And the AI is starting to improve the AI. Google’s AlphaEvolve, a system that uses models to search for better algorithms, found a way to multiply a certain class of matrices using 48 multiplications instead of 49. That sounds trivial until you learn the previous record stood since 1969, for 56 years, and that the result is mathematically verifiable, not a vibe. The same system claws back about 0.7% of Google’s entire worldwide computing fleet by scheduling it better, and sped up a key training routine enough to cut roughly 1% off the time to train Google’s flagship model. A model, helping train its successor. That is the loop everyone is watching for, observed in a small but real form.

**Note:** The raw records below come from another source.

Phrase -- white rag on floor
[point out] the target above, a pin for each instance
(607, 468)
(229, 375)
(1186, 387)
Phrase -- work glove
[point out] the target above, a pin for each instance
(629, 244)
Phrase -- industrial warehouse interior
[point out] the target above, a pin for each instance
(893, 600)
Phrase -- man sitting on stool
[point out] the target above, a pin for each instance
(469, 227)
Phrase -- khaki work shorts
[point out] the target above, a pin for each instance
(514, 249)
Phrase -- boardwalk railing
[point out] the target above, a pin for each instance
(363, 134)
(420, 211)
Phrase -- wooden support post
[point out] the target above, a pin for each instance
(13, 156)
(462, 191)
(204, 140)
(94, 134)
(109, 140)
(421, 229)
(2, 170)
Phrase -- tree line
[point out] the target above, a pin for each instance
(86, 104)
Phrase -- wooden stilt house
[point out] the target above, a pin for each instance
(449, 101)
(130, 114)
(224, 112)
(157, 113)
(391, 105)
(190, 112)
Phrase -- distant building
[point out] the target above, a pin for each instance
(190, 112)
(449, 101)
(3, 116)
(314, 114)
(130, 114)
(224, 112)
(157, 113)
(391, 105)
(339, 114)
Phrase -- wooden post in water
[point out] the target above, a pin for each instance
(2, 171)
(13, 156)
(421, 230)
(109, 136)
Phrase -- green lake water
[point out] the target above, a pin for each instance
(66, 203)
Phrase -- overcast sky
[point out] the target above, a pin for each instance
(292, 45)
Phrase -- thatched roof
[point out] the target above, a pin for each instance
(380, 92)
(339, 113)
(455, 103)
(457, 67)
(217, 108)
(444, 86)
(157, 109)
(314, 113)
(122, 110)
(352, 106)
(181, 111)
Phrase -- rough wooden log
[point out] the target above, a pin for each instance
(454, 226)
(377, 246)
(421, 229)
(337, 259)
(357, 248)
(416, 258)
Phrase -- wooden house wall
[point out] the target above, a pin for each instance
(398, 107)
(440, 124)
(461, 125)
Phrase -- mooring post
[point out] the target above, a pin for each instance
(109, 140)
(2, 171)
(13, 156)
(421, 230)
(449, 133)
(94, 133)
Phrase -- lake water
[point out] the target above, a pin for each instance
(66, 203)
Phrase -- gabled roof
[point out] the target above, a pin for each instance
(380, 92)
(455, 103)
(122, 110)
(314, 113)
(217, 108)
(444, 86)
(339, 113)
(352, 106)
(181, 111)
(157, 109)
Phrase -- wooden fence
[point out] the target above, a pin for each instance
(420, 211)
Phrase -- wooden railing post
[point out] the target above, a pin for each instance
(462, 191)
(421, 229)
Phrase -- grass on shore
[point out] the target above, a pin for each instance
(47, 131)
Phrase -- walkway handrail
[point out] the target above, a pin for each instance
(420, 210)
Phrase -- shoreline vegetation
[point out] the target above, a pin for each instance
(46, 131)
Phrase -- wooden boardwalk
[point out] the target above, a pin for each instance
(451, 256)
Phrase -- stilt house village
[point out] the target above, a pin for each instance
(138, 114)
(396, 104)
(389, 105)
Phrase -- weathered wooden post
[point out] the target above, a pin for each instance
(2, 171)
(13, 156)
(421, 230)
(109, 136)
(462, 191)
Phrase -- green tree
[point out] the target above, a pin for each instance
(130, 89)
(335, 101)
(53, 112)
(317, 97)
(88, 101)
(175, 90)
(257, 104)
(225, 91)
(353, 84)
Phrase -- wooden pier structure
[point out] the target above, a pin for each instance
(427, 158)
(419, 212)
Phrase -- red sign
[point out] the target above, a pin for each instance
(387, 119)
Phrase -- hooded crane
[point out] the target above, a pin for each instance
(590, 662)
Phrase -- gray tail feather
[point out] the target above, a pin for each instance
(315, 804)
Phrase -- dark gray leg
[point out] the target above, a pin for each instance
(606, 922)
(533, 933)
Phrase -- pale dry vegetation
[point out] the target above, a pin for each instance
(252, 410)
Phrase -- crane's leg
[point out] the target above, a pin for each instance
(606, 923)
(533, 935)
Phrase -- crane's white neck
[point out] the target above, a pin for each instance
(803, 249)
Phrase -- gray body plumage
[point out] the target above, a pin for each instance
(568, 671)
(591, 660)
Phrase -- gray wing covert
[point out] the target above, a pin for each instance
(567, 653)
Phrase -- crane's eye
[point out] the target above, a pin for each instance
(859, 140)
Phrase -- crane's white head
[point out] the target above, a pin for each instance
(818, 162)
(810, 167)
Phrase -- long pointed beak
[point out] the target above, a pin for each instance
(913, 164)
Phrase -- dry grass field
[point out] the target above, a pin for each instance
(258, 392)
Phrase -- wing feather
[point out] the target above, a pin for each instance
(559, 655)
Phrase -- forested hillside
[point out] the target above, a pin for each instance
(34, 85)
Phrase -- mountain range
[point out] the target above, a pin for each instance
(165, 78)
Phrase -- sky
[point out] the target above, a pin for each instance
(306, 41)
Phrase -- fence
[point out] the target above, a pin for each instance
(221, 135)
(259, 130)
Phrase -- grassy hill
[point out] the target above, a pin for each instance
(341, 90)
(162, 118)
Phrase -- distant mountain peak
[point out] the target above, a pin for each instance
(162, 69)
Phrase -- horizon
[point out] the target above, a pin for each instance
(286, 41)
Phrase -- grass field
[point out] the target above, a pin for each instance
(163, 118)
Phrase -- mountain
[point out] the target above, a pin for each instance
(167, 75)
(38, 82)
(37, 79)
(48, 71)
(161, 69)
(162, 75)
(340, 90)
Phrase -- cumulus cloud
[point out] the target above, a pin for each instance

If you wanted to make the case that we are in or near a hard takeoff, this is the case. The thing improves. The thing now helps build the next thing. The task horizon is doubling fast. The forecasters who called this are not all cranks either. Leopold Aschenbrenner, who wrote a widely read 2024 essay arguing the trendlines pointed to roughly human-level AI by 2027 and then a fast intelligence explosion, got the infrastructure story very right; the trillion-dollar buildout he predicted is happening, and he now runs a hedge fund betting on the picks-and-shovels of it. Ray Kurzweil has held to AI matching humans by 2029 and a full singularity around 2045, and his 2029 date, once fringe, now sits inside the range serious lab leaders give. The “AI 2027” scenario laid out a month-by-month path through an automated-research explosion that, read in 2026, does not feel like science fiction.

The thing the bulls keep getting wrong

Now turn the same facts over and look at the underside.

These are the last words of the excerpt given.